ジグザグ(12)
※ヨンの少し過去話(彼女歴等)が出て来ます。
「毎回出す提出物が合格点で返って来る女がいる」
「何だよ、それ?」
キャンパス内のベンチに座りヨンは話し掛けて来た友人達の話に眉を顰めていた。
「きっと教授のお気に入りなんだろうな」
「ふぅん・・・」
教授も男だ。
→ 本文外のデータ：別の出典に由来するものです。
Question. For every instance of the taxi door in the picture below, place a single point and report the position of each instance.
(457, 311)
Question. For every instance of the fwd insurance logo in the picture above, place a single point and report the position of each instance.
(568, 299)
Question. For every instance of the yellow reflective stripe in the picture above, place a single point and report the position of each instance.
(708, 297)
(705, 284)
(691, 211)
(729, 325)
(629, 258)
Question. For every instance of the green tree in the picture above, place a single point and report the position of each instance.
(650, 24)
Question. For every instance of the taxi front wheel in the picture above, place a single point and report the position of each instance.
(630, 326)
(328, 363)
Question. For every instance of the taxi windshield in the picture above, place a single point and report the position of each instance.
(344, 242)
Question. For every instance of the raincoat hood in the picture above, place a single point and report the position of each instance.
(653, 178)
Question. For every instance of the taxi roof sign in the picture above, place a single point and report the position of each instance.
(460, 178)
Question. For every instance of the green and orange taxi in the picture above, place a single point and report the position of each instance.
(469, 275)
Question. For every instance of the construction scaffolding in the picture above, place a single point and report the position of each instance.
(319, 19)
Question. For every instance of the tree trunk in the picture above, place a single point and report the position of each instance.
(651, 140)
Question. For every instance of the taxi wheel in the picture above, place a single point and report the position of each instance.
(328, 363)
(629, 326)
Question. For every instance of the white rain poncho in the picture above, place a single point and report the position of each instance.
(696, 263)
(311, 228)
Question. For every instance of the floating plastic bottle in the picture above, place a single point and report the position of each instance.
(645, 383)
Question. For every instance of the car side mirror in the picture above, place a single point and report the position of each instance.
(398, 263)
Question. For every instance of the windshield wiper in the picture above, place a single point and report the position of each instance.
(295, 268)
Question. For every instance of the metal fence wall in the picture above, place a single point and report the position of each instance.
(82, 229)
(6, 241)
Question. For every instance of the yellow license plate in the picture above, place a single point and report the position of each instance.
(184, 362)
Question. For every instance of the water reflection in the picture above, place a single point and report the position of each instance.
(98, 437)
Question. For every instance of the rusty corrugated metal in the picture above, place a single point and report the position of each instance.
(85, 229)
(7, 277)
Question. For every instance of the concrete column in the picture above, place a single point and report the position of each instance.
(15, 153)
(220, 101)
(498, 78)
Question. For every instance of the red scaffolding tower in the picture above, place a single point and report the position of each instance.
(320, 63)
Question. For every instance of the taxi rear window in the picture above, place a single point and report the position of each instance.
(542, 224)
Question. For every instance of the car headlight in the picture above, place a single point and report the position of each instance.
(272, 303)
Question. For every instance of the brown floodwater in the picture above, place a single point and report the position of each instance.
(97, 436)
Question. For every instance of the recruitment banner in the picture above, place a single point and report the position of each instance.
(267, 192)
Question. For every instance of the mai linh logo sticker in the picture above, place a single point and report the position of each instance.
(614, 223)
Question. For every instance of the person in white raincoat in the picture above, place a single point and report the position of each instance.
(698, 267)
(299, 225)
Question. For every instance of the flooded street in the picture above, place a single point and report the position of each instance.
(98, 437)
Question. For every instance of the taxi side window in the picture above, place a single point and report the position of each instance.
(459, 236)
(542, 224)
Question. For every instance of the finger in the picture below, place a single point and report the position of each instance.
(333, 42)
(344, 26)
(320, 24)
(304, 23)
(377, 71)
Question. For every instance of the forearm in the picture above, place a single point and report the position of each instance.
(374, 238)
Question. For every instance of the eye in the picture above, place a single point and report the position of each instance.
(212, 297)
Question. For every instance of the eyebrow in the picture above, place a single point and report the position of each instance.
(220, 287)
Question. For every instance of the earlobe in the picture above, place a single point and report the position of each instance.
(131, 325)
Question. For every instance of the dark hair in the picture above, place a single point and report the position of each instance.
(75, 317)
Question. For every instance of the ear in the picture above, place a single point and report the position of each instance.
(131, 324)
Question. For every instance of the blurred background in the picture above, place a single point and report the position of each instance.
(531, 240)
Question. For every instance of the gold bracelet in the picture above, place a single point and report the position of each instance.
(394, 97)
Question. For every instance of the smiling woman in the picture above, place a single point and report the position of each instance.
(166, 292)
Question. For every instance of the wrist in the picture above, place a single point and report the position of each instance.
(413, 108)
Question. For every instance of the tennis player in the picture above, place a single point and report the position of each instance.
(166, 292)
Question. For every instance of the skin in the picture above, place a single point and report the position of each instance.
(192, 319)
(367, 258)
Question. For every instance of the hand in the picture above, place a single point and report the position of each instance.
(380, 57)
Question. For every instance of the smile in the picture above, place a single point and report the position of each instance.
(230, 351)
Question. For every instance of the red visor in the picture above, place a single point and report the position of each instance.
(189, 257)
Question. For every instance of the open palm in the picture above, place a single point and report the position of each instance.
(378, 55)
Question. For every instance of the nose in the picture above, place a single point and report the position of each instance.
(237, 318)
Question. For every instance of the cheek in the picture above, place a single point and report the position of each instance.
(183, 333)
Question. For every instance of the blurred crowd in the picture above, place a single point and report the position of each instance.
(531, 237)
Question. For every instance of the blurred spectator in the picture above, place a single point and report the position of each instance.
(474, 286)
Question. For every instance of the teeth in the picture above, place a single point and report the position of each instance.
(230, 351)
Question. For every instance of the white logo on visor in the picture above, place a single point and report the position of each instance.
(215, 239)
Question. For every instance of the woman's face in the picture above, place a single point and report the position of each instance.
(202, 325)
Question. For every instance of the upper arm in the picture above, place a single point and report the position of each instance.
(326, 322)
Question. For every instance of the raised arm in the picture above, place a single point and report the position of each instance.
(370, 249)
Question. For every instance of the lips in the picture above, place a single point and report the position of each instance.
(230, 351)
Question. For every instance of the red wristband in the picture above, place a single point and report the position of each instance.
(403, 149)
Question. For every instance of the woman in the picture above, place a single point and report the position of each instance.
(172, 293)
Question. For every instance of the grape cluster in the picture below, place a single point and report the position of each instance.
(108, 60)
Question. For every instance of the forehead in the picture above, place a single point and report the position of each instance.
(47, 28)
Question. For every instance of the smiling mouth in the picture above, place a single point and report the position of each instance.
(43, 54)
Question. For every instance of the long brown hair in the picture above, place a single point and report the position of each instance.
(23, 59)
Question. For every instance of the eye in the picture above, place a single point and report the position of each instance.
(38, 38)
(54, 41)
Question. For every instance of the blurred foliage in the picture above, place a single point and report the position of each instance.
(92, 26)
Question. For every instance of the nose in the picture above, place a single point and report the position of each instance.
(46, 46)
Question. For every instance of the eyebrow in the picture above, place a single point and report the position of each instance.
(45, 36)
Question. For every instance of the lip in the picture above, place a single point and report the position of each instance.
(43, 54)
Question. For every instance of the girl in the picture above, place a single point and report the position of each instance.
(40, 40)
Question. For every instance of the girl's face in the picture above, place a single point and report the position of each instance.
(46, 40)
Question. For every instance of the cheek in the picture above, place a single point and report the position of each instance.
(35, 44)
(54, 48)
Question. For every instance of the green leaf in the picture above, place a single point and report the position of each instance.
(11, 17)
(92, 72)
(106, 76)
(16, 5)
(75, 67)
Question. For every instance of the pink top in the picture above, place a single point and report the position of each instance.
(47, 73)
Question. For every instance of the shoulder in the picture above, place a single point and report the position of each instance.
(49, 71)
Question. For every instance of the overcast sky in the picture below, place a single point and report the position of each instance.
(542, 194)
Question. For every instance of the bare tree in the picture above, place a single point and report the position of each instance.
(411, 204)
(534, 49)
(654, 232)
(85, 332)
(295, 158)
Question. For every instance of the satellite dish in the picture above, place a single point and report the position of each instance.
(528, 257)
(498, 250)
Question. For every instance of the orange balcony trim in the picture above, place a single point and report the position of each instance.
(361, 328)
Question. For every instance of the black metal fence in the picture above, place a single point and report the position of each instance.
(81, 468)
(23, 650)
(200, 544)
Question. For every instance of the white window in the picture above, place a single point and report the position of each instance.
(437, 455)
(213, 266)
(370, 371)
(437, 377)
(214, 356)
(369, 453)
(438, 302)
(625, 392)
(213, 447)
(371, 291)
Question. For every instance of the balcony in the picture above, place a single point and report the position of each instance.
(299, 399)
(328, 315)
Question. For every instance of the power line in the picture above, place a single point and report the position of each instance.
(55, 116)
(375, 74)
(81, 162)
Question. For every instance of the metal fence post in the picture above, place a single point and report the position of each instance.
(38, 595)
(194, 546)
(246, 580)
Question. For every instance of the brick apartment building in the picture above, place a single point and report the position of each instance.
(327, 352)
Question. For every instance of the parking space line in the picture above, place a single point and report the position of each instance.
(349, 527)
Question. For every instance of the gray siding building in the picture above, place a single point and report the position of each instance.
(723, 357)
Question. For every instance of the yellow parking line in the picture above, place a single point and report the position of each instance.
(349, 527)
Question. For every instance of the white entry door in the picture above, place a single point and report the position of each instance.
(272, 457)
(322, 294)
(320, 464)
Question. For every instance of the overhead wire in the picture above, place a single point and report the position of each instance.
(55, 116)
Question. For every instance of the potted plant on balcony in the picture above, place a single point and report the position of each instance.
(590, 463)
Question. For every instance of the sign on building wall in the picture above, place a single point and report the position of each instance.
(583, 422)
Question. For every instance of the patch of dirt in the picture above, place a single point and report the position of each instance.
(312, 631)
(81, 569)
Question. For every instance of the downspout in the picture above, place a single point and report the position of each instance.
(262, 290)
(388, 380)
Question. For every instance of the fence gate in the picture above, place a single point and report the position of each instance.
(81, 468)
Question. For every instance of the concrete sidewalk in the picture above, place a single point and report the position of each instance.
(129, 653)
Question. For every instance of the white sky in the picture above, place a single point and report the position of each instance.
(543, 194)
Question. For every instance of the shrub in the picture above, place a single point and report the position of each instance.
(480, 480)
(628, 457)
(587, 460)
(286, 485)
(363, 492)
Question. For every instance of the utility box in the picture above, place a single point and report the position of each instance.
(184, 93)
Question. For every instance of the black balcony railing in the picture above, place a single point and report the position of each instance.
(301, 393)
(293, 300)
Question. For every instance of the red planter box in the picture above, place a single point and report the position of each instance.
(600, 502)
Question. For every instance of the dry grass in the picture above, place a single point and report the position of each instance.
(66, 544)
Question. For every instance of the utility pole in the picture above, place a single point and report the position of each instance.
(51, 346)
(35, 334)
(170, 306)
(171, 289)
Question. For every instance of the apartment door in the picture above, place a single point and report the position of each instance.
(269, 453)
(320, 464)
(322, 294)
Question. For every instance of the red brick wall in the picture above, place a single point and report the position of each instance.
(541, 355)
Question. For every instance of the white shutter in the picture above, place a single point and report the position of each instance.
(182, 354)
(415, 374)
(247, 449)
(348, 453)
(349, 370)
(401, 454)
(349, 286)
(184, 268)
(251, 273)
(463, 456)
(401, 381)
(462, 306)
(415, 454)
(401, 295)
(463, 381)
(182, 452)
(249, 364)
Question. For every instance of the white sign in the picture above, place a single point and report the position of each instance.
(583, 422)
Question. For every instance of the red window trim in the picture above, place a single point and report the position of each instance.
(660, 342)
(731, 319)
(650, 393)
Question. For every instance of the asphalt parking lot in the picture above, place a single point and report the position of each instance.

若い女の子から強請られたり、色気を出されたらそりゃあ良い気にはなるだろう。
しかし、医学部でそんな事が通用するのは今のうちだ。
社会に出た時にきっと挫折する筈。
ヨンは鼻で笑ってしまった。
「・・・あんな年寄りに迫るなんて凄い度胸だなぁ」
「大して美人て訳でも無いんだけどな・・・あれか?寝たら豹変するのか?」
大声であははと笑う男子達を横を通り過ぎて行く他の学生が驚いた顔で見て行った。
大学4年を経て、ヨンは今医師教育課程迄来ていた。
あと数年、まだまだインターンもその後の兵役だって残っている。だが、自分の意志でここ迄着たのだ、実家を継ぎたくない意地かもしれないがそれなりに自分に合っていると自分は思っている。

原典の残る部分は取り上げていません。